The French group's shares plunged in December when activist investor Muddy Waters said Casino was "dangerously leveraged" and managed for the short term.

Casino (>> Casino Guichard) rejected Muddy Waters' criticisms. But the following month it cut its 2015 earnings forecast, while Standard & Poor's (S&P) threatened to downgrade Casino's credit rating to junk status, citing high debts and weakness in Brazil, where it controls top retailer Grupo Pao de Acucar.

To reduce its debt of nearly 6 billion euros, Casino is now banking on improved cashflows in France and 4 billion euros of asset sales. It sold its Thai business last month and several Asian players are eyeing its Vietnamese business.

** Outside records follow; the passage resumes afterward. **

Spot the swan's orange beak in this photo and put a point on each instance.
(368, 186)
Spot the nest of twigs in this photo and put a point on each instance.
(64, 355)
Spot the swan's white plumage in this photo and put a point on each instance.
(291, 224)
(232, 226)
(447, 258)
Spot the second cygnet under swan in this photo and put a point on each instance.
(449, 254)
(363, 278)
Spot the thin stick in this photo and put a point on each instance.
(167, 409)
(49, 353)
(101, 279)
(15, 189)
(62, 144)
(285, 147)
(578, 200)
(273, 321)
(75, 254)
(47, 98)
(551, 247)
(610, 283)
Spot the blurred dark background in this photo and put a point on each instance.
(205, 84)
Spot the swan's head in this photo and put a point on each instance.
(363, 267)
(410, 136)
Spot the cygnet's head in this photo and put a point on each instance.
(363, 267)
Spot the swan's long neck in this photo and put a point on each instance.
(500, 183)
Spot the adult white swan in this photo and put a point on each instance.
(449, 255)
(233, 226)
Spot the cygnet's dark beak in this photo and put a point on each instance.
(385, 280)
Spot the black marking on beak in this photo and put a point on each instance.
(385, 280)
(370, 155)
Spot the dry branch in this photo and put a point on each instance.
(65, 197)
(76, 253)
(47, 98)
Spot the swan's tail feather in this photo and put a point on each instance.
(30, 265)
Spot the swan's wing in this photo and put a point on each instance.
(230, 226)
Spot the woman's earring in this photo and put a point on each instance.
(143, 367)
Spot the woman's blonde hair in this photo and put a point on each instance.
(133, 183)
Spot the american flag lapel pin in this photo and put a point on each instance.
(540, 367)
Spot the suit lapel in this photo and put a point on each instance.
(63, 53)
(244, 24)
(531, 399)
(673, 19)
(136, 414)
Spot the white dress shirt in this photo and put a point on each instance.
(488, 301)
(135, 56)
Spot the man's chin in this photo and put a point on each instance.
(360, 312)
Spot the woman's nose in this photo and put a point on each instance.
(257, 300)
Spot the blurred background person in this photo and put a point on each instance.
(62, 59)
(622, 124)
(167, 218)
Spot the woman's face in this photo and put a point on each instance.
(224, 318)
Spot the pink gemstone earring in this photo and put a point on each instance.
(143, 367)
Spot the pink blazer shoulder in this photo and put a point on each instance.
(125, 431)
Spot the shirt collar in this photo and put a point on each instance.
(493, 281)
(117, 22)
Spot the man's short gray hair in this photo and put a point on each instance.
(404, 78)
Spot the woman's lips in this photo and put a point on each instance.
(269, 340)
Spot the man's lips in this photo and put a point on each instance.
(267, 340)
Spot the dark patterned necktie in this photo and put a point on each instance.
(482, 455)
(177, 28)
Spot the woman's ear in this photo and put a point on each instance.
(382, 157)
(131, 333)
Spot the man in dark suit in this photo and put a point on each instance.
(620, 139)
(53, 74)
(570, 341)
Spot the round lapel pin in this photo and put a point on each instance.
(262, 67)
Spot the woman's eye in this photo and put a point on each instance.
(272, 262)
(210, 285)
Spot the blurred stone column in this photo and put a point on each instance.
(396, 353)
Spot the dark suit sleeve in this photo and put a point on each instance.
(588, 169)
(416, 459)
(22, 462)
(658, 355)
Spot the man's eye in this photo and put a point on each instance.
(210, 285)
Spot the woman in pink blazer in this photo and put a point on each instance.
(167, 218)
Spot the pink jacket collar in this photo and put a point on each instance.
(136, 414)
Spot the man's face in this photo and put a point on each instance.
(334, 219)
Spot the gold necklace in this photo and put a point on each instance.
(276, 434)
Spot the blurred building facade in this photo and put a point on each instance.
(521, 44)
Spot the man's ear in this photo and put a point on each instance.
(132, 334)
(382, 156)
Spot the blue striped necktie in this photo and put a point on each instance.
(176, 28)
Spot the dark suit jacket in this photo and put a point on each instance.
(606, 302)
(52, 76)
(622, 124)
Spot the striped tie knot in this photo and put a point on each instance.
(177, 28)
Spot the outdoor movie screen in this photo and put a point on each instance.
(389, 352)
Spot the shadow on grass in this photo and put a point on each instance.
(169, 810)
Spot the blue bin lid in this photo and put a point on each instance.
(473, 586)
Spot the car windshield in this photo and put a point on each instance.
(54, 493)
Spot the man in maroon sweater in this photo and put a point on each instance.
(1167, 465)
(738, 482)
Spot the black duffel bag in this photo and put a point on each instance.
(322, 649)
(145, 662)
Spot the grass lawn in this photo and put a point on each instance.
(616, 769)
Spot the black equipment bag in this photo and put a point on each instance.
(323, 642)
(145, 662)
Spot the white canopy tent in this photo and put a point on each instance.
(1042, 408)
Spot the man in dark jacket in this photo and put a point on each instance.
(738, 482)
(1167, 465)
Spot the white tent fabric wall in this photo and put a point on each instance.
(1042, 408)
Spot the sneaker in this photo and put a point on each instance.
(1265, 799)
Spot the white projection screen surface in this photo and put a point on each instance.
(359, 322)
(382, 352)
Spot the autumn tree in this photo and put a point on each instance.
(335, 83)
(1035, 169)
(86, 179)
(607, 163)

An S&P decision on the credit rating is expected mid-April.

"While concerns over an S&P downgrade will carry on beyond the results, management setting a bullish tone on top line growth, profitability, cashflow and deleveraging for the year ahead should go some way to counter that," said Bernstein analyst Bruno Monteyne.

With its asset sales and slowing Brazilian market, Casino's prospects will depend more closely on France, where its rivals include Carrefour (>> Carrefour) and unlisted E. Leclerc.

Analysts expect Casino to report earnings before interest and taxes (EBIT) of 1.45 billion euros (£1.12 billion) for 2015, according to the average forecast in a Reuters poll.

That would be below the 1.5 billion euros Casino said was "realistic" in January, and reflect mostly a fall in the Brazilian real and in the profitability of its consumer electronics business in Brazil.

Casino suffered a first-half operating loss of 53 million euros in France last year due to price cuts, notably at its Geant Casino hypermarkets and LeaderPrice discount stores. It guided for a rebound in the second half, as sales recover.

For 2016, Casino has said it expects EBIT at its French operations of at least 500 million euros, driven by sales growth, margin improvement and cost cuts.

The results could be an opportunity for Casino to give details on the way it accounts for real estate transactions. Muddy Waters has said this is an area that masks the underlying business performance.

"Increased transparency is necessary we believe for long-term investors to trust the company again," said Kepler analyst Fabienne Caron.